Philippines Market Information
Piperacillin is currently not registered with the FDA Philippines. There are no active drug authorizations on record for this compound.
| Authorization Number | Product Name | Dosage Form | Approved Indication |
|---|---|---|---|
| — | — | — | No registered products found |
Piperacillin is available in other markets (typically as piperacillin/tazobactam combination products), but has no current Philippines FDA registration. Any clinical use would require importation under compassionate use or special import permit frameworks.
Safety Considerations
Formal package insert warnings and contraindications data (TFDA/FDA Philippines labelling) were not available in this evidence pack. Based on available literature signals:
- Hepatotoxicity Risk: Piperacillin has been identified as a cause of cholestatic drug-induced liver injury (DILI) in retrospective studies (PMID 33987340). This is particularly relevant if repurposing were considered for patients with biliary disease.
- Haematologic Adverse Effects: Antibiotic-induced eosinophilia has been documented with piperacillin/tazobactam; a machine-learning risk model was published in 2025 (PMID 41257433).
- Nephrotoxicity Potential: Piperacillin/tazobactam carries known risk of acute kidney injury, particularly relevant in patients with pre-existing renal impairment.
Please refer to the full package insert (piperacillin/tazobactam, e.g., Tazocin) for complete warnings, contraindications, and drug interaction information.
Conclusion and Next Steps
Decision: Hold
Rationale: There is no mechanistic, clinical trial, or credible literature evidence supporting piperacillin as a treatment for rheumatoid arthritis. The high TxGNN score (99.94%) almost certainly reflects a knowledge-graph co-occurrence artifact — piperacillin appears in RA-related literature only as an antibiotic used to treat infections in immunocompromised RA patients, not as an RA therapy.
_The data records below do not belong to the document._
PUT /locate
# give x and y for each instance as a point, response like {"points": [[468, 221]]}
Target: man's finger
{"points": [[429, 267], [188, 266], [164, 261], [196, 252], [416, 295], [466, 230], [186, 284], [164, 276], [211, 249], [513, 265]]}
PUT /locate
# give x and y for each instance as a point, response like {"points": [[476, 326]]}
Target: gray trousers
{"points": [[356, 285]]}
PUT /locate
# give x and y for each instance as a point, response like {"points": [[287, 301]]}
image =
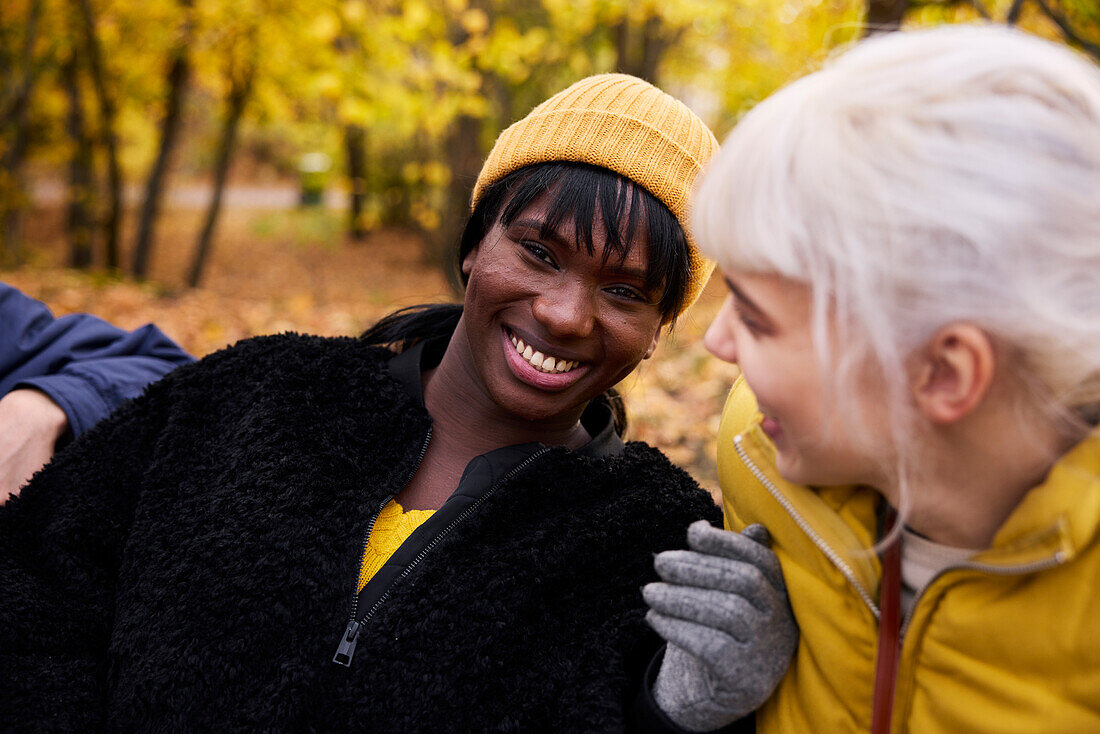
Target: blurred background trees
{"points": [[113, 99]]}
Additionally, piperacillin is not registered in the Philippines, there is no established oral formulation for chronic disease management, and the drug’s pharmacological class (β-lactam antibiotic, anti-cell-wall mechanism) has no rational basis for autoimmune disease modification.
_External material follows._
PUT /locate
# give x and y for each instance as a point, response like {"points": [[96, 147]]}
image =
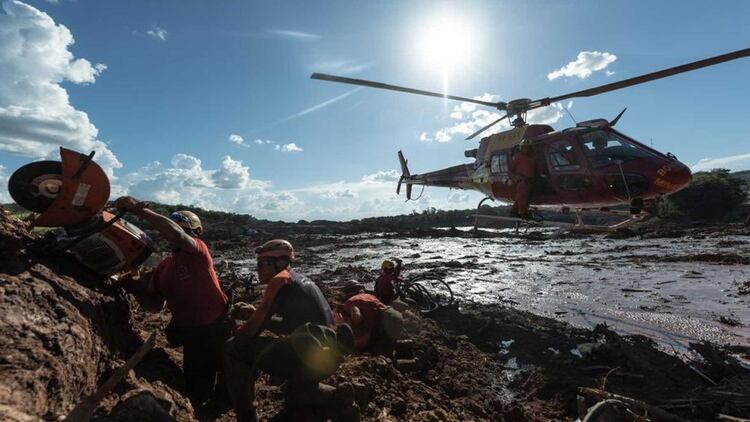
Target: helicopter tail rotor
{"points": [[405, 176]]}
For this prediction to move forward, the following would be required:
- Mechanistic evidence: Identification of any plausible anti-inflammatory or immunomodulatory pathway by which piperacillin or its metabolites could affect RA pathophysiology (currently none known)
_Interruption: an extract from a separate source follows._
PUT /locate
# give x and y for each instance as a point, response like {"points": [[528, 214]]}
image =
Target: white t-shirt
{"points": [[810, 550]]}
- Hypothesis generation: A structured literature review specifically examining whether any β-lactam antibiotic has shown immunomodulatory effects in rheumatological conditions
- Model audit: Review of the TxGNN knowledge-graph path that generated this prediction to confirm it is an indirect co-occurrence path (RA → infection → antibiotic) rather than a true therapeutic signal
- Philippines regulatory pathway: If future evidence warranted investigation, a compassionate use or special import permit from FDA Philippines would be required given the current zero-registration status
⚠️ Research Disclaimer: This report is for research reference only and does not constitute medical advice. Drug repurposing candidates require clinical validation before any therapeutic application.
Disclaimer
This content is for research purposes only and does not constitute medical advice. Clinical validation is required before any clinical application.